Your third difference, Audience, advises us that "We already stated that fables were written for teaching kids."

Did that kids-teaching exist on its own or was it accompanied by something adults-teaching? (Or were adults expected to be kids grown up for the better because of their exposure to fables early on;-D?)

DerdriuMarriner on 10/20/2023

It's interesting that the Grimm Brothers looked at fairy tales as educationally entertaining and entertainingly educational.

Grimm emphases on moral values puts fairy tales closer to or overlapping with fables.

Might there be overlaps in fable and fairy-tale moral values? Or would fables have emphasized some sets and fairy tales others?

Tolovaj on 10/20/2023

Everything's fine, DerdriuMarriner. I am glad to have so active commenter.
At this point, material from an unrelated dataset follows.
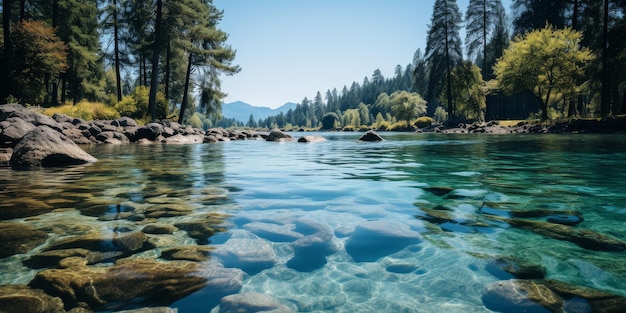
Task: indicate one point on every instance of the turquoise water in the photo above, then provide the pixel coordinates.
(275, 193)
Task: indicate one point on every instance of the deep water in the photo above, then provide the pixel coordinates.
(277, 193)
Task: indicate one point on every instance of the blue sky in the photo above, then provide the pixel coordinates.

Have a great day!

DerdriuMarriner on 10/19/2023

Looking over my comments caused me to consider a possible confusion in my question-phrasing.

Fairy-tale goals of entertainment delight me even as their added goals of irony and sarcasm regarding moral values disappoint me.
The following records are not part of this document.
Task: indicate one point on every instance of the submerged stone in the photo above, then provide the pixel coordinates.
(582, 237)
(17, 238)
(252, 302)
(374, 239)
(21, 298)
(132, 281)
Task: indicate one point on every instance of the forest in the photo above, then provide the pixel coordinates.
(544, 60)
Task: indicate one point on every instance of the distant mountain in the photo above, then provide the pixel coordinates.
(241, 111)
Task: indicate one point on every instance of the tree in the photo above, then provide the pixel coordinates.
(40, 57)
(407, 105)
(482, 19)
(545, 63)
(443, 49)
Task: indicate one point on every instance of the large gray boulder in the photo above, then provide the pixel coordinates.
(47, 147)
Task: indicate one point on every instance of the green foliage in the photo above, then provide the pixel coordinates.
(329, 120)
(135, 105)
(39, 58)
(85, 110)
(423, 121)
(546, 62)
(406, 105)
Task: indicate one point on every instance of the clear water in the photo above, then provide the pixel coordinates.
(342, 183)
Is that clear from my phrasing?

There's no way that I'd want you to think that I was disappointed in this wizzley or in fact in any other of your ever-educational, ever-entertaining wizzlies;-D!

Tolovaj on 10/19/2023

Originally, fairy tales, were made for aristocracy who mocked the lower class with their wishful thinking. Later, when they become more educational, the values presented to lower class, were still the values of the upper class. The chance to climb the social ladder is still very close to zero. Not impossible, yet very very close.

Tolovaj on 10/19/2023

This is possible, yes.

Tolovaj on 10/19/2023

Yes, it's possible. No, I am not familiar with Ms Petzinger's work. Every picture, in my opinion, presents a story and every story can be seen as a fable.

DerdriuMarriner on 10/19/2023

The second difference, Goal, disappoints me when I discover what fairy tales deemed apart entertainment.

Might the added irony and sarcasm arise from lower classes trying to replace upper classes or upper classes trying to suppress lower classes when the two started sharing entertainment forms?